Essen. Ein Bündnis warnt vor einem Zusammenbruch der Notfallversorgung. Was Experten der Rettungsdienste jetzt fordern – so ist die Lage in NRW.

Angesichts hoher Überlastung warnen Rettungskräfte in Nordrhein-Westfalen vor einem „Kollaps“. Zu wenig Personal, sich häufende Einsätze, überlastete Krankenhäuser: „Es wird immer mehr“, sagt Valentino Tagliafierro, Vorsitzender des Fachbereichs Feuerwehr- und Rettungsdienst der Gewerkschaft Komba in NRW. Seitens der Politik und der zuständigen Institute müsse dringend etwas passieren, „sonst bricht das ganze System zusammen“, so Tagliafierro.

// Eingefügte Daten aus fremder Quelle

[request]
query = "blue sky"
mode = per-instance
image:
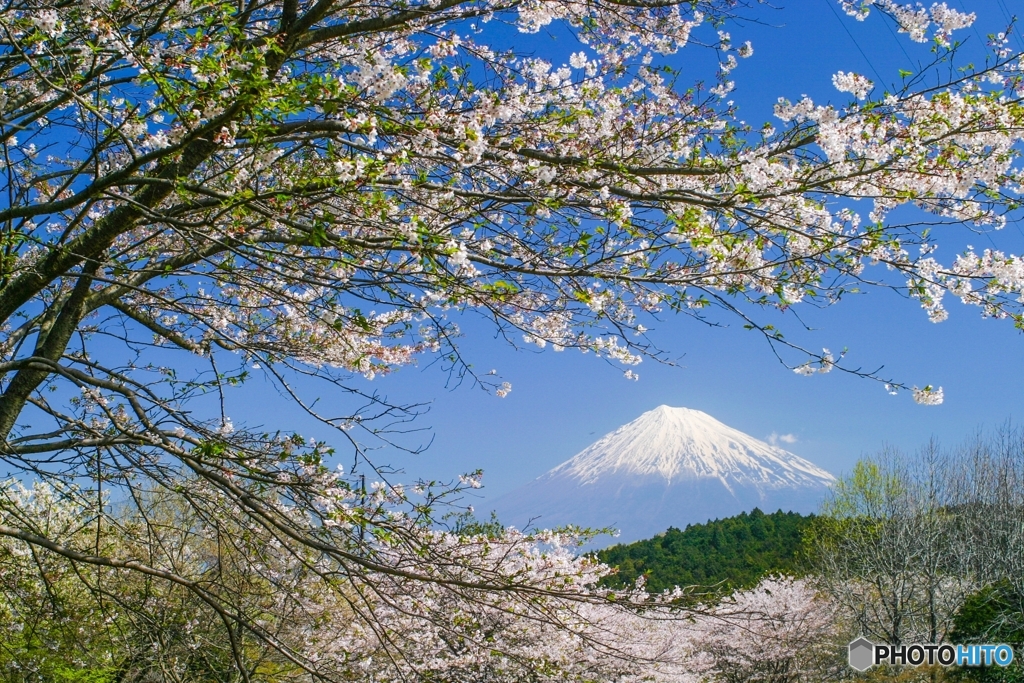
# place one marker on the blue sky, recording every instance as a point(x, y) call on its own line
point(560, 402)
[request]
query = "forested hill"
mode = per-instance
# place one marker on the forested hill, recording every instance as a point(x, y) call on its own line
point(736, 550)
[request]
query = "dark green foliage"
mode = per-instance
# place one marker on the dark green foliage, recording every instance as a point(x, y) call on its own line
point(994, 614)
point(734, 552)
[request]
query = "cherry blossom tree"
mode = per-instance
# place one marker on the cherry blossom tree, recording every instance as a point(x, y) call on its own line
point(315, 189)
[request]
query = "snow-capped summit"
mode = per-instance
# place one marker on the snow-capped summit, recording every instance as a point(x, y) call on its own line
point(682, 443)
point(670, 467)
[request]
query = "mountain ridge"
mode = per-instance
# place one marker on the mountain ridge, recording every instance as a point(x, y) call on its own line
point(669, 467)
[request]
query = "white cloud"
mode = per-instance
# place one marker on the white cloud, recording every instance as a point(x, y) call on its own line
point(774, 438)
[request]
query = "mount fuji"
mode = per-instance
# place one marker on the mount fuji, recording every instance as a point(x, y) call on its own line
point(670, 467)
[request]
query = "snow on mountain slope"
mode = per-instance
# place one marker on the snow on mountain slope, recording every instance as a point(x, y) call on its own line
point(670, 467)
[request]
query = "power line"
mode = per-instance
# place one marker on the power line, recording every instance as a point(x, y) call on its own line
point(856, 44)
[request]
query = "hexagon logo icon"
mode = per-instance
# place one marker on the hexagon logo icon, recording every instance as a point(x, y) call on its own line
point(861, 653)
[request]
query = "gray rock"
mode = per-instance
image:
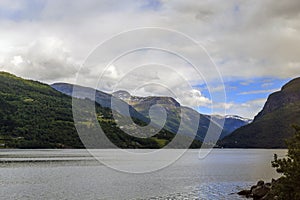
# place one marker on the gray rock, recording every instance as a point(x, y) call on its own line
point(260, 191)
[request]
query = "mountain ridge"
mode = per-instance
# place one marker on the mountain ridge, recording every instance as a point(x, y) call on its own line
point(273, 124)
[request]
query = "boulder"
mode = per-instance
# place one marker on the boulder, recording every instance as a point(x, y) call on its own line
point(245, 193)
point(260, 191)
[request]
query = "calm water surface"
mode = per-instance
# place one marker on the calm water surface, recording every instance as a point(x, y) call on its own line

Während vor einigen Jahren an ereignisreichen Tagen noch zehn bis zwölf Rettungsfahrten täglich die Normalität gewesen seien, machten Kräfte mittlerweile 18 bis 20 Fahrten am Tag. Durch die damit verbundenen fehlenden Ruhezeiten, „haben wir einen hohen Krankenstand“, sagt Tagliafierro, der Personalratsvorsitzender bei der Duisburger ist.

Es könne passieren, dass Rettungskräfte nicht immer in der vorgeschriebenen Zeit von acht Minuten (in der Stadt) und zwölf Minuten (auf dem Land) nach einem Notruf am Einsatzort eintreffen. Aktuelle Daten dazu liegen dem NRW-Gesundheitsministerium nicht vor. Während die Quote 2019 in Köln bei 90 Prozent aller Einsätze eingehalten wurde, lag der Wert in Duisburg nur bei 54 Prozent.

Viele Notrufe in NRW „nur Bagatellen“

Viele der Notrufe seien allerdings nur „Bagatellen“, beschreibt es ein Notfallsanitäter aus Essen, der seinen Namen nicht öffentlich lesen möchte. Anrufe wegen Rückenschmerzen, Nasenbluten oder einem Schnitt in den Finger „erschweren unsere Arbeit sehr“. Er appelliert an die Patientinnen und Patienten, sich im Vorfeld zu überlegen, ob ein Notruf wirklich nötig ist oder ob sich das Krankenhaus oder der Arzt nicht eigenständig aufsuchen lasse – damit die Kräfte bei Notfällen, wie einem Herzinfarkt oder einem schweren Verkehrsunfall, schneller vor Ort sein könnten.

Wegen Überlastung vieler Kliniken dauere es zudem oftmals bis zu 30 Minuten, die Menschen in Krankenhäusern unterzubringen. Der Sanitäter betont: „Oft melden sich die Krankenhäuser ab, sodass wir bitten und betteln müssen.“ Erst kürzlich schlossen sich Vertreter von Rettungsdiensten aus ganz Deutschland zum „Bündnis pro Rettungsdienst“ zusammen.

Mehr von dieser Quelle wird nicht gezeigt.